SEVERAL political biographies of varying quality have been published this year. One that is particularly good but seems to have slipped under the radar is Lynn Carneson’s biography on her parents.

Red in the Rainbow: The Life and Times of Fred and Sarah Carneson has hardly received a mention by reviewers, yet it can be commended on a number of levels. When South Africa’s liberation history is fully recorded, the Carnesons will emerge as key figures.

Nelson Mandela described them as “a dynamic couple whose names will live beyond the grave.”

The Carnesons were committed members of the Communist Party, hence the title Red in the Rainbow. They were under constant surveillance by the security police, and both were banned and endured spells in detention.

Despite this they continued to play an active role in the underground structures of the liberation movement. Fred, who was one of the 1956 treason triallists, was the business manager of the now iconic Communist Party newspaper New Age. Sarah, whose parents were founding members of the South African Communist Party, was a leading trade unionist.

The author is brutally frank about the toll that being part of the struggle took on her family life. Without sentiment she captures the pain her family endured. There was her parents’ troubled marriage, her sister’s nervous breakdown, the torture her father endured at the hands of the security police and his subsequent imprisonment.

Yet for the Carnesons there was no alternative but to live true to their convictions. This is what ensured that their spirit was never broken  and  the  couple   remain- ed committed revolutionaries throughout their lives, including years of exile. There is a lovely part in the book describing their return to South Africa and an amusing account of this elderly white couple getting around Cape Town in the minibus taxis.
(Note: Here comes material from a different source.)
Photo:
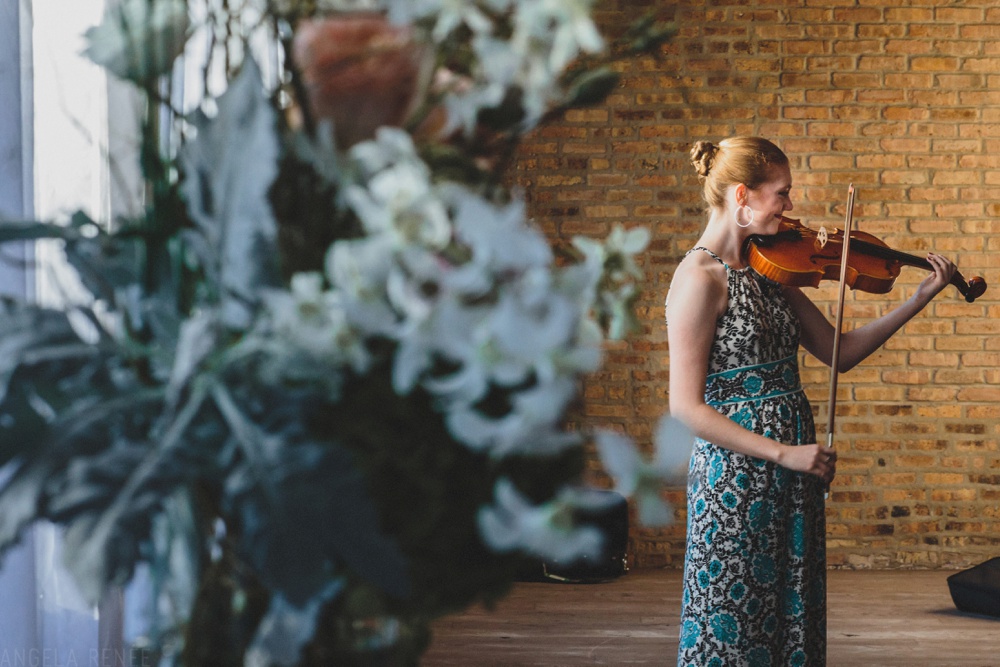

Of interest to local readers will be the fact that Fred grew up in Pietermaritzburg in the 1920s and 30s, part of a large white working-class Catholic family. His father worked in the railways and the family lived in the Mayors Walk area­. Fred won a scholarship to study at Maritzburg College but had to leave high school after a year to help support the family. He once said that he learnt about communism from a book on Western philosophies that he borrowed from the then Natal Society Library. He joined the Communist Party when he was 16 years old and while living in Pietermaritzburg.